Data is to be collected by direct observation and count of the frequency of the undesirable behavior. Tom should then be informed that a reward will be presented to him for each hour he reduces the frequency of the behavior by 1. Whenever Tom hits the mentioned target, the promised reinforcement should be availed, and then the incidents’ allowable frequency is lowered until the team hits an acceptable level. The reward could be a biscuit, candy, or any snack observed as Tom’s favorite.

The graph below shows that the results of implementing the differential reinforcement mentioned can be visualized. Initially, Tom displayed the undesirable behavior 15 times per hour. Following the introduction of a reward, the frequency goes down to three times per hour in the 10th hour, thus showing the effectiveness of this procedure.

Figure 4: Graphical representation of Tom’s hourly reduction of behavior frequency in pursuance of a reward.


Boutot, E. A., & Tincani, M. (2009).
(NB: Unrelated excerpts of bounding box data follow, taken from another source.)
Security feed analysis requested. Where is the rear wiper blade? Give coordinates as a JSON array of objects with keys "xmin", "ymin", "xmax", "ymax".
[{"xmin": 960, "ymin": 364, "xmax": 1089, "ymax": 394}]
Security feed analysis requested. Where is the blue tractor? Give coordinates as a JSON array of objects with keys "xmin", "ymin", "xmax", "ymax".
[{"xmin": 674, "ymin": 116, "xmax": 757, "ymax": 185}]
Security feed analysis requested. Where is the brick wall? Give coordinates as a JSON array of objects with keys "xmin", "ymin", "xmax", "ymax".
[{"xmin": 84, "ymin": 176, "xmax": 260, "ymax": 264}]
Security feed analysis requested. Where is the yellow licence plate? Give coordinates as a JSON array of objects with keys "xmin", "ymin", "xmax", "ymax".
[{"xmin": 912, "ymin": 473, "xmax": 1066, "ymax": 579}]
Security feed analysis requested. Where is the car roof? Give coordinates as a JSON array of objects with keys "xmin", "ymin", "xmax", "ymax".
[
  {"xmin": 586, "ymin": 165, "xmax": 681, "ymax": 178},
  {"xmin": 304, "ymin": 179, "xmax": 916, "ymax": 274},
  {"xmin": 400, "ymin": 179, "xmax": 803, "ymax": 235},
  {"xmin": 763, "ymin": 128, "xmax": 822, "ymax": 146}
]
Autism Encyclopedia: The Complete Guide to Autism Spectrum Disorders. Sourcebooks, Inc.

Malott, R., & Shane, J. T. (2015). Principles of Behavior: Seventh Edition. Psychology Press.

Matson, J. L. (2009). Applied Behavior Analysis for Children with Autism Spectrum Disorders. Springer Science & Business Media.

Millichap, J. G. (2009). Attention Deficit Hyperactivity Disorder Handbook: A Physician’s Guide to ADHD (2 ed.). Springer Science & Business Media.

Odom, S. L., Horner, R. H., & Snell, M. E. (2009). Handbook of Developmental Disabilities. Guilford Press.

O’Donohue, W. T., & Fisher, J. E. (2009). General Principles and Empirically Supported Techniques of Cognitive Behavior Therapy. John Wiley & Sons.